Reporter: Ratih Waseso | Editor: Handoyo .
KONTAN.CO.ID - JAKARTA. DPR dan Pemerintah sudah sepakat untuk mengesahkan RUU Cipta Kerja, dan akan dibawa ke rapat paripurna untuk disahkan tanggal 8 Oktober 2020.
Sekjen Organisasi Pekerja Seluruh Indonesia (OPSI) Timboel Siregar menilai Pemerintah dan DPR telah sepakat untuk mempercepat proses pengesahan ini walaupun pembahasan yang dilakukan tidak berkualitas dan menyerahkan semuanya kepada Peraturan Pemerintah (PP).
Timboel menambahkan, meskipun hasil yang disepakati masih belum jelas mengingat banyak hal yang diserahkan ke PP. Seperti terkait pasal 66, anggota Baleg sepakat Pasal 66 UU 13 tahun 2003 tidak diubah tapi diserahkan pengaturannya ke PP.

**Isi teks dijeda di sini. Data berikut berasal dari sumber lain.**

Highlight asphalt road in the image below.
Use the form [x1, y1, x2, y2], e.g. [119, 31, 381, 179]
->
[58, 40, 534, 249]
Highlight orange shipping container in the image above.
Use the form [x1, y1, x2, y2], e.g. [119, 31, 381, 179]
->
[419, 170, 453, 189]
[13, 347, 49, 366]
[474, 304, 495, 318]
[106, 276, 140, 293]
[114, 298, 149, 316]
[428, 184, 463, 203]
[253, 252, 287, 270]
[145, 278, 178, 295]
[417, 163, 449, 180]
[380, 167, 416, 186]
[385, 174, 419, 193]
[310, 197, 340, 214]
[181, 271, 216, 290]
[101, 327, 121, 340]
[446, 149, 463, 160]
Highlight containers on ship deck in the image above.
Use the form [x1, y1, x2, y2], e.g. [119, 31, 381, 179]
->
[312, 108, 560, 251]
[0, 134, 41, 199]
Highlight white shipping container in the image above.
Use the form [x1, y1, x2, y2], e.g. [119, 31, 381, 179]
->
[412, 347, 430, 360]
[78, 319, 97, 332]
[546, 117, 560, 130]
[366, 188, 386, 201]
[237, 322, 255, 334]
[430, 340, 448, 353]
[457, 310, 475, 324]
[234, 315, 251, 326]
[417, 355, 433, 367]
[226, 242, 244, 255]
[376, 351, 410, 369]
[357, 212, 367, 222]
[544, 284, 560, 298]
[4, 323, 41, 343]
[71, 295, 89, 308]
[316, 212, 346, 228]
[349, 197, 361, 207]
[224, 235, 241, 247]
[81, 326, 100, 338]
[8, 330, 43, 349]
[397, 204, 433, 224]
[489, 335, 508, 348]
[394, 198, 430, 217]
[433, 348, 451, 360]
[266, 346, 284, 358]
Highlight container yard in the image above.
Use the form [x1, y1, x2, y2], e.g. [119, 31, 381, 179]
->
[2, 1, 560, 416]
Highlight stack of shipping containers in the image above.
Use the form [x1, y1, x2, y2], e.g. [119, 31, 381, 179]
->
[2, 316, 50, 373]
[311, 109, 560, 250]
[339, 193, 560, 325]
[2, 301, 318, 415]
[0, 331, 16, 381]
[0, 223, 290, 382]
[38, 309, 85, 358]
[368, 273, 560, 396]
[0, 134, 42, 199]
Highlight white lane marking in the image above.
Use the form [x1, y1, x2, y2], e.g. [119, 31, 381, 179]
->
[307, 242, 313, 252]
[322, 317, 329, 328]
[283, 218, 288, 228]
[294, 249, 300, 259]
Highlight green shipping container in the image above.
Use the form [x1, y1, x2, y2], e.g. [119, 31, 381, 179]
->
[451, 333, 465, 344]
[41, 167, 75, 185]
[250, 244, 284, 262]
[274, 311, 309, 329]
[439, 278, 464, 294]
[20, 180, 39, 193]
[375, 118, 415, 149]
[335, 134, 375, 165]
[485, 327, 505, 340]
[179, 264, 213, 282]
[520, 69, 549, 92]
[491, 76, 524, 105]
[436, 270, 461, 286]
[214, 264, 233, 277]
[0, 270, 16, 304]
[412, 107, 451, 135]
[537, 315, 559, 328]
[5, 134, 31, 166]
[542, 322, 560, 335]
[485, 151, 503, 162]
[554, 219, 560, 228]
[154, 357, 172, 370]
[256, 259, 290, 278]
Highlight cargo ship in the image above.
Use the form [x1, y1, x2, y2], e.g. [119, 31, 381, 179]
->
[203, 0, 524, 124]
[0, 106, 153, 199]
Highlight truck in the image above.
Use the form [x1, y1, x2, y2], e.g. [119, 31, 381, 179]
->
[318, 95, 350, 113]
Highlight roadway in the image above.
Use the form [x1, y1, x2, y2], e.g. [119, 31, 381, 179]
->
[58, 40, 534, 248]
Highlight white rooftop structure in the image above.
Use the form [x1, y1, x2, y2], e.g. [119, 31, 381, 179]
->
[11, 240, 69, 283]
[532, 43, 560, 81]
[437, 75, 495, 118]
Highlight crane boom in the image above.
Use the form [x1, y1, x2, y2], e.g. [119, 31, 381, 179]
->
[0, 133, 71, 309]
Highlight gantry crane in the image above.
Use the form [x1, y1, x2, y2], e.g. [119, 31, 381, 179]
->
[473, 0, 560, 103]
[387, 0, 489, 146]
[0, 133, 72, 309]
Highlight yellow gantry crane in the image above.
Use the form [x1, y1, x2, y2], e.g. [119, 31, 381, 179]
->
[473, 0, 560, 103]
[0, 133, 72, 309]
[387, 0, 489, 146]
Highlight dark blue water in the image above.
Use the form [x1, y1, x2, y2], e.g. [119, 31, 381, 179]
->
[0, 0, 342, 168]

Seharusnya menurut Timboel isi Pasal 66 tersebut tetap dicantumkan di UU Cipta Kerja sehingga jelas, yang nantinya tidak diintepretasikan lain di PP. "Kalau diserahkan ke PP maka akan terjadi interpretasi subyektif Pemerintah terhadap isi pasal tersebut," jelas Timboel pada Minggu (4/10).
Demikian juga dengan Perjanjian Kerja Waktu Tertentu (PKWT), upah minimum, proses PHK dan kompensasi PHK dan Jaminan Kehilangan Pekerjaan (JKP) juga diserahkan ketentuan detailnya ke PP.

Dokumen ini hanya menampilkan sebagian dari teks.